Measures taken to protect farmers
While the country celebrated the "landmark success" of its grain output of 500 million tons last year, the severe snow in the past weeks has cast a shadow on the harvest this year.
Farmer Zhong Dianqiang of Shaoguan, Guangdong Province, clears ice from his crops earlier this month. Most of the vegetable grown in the region were destroyed as a result of the blizzards.
Will farmers' income in South China substantially shrink after last year's rapid rise? Will the shortage of farming products push prices even higher?
Questions such as these may have vexed Premier Wen Jiabao and Agriculture Minister Sun Zhengcai, who has been crisscrossing Hunan, Guangdong, Guangxi and other provinces and regions where crops have been damaged by the severe snow.
Winter storms have heaped woes on central, south and southwest China since mid-January, leading to widespread traffic jams, blackouts and crop losses.
Official figures till Feb 14 show 10.5 million hectares of crops in 20 provinces and autonomous regions, or about 7.5 percent of the country's total plantation acreage, have been affected by the snow disaster.

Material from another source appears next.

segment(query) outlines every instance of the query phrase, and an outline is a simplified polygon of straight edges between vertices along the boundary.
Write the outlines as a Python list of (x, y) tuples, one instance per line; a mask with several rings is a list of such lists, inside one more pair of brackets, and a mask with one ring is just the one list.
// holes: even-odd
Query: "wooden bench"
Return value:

The blizzards have also killed 4 million pigs, 393,000 cows, 1.38 million sheep and 63 million chickens and ducks in less than a month, causing livestock shortages and price rises, and hurting farmers' incomes.
Nearly half of the total cole produce, or about 3.26 million hectares, was hit by the freak weather, along with 2.81 million hectares of other vegetables, 1.26 million hectares of fruit trees and about 584,000 hectares of wheat.
"If we put the disaster in the context of global farming product supplies, we'll see how urgent and challenging our reconstruction work is in the agricultural sector," said Sun. "We are facing many problems and difficulties."
Sun pointed out that the areas hit by the blizzards are suffering from labor shortages in plantation as most young and capable laborers have migrated to cities.
Huge investment to improve the agricultural infrastructure destroyed by the snow will also worsen the local governments' financial situation, he warned.
The regions are low on supplies of seeds and stud stock and farmers badly need scientific solutions to cushion the disaster's impact, Sun said, adding that his ministry is tackling the crisis on all these fronts.
For example, the ministry has joined forces with China Mobile to send free disaster relief tips via mobile phones to farmers in the affected regions.
The Spring Festival break for the 3,000-odd graduate students of Beijing-based Chinese Academy of Agricultural Sciences have been extended. They were asked not to return to school but help their relatives in the countryside recover the losses.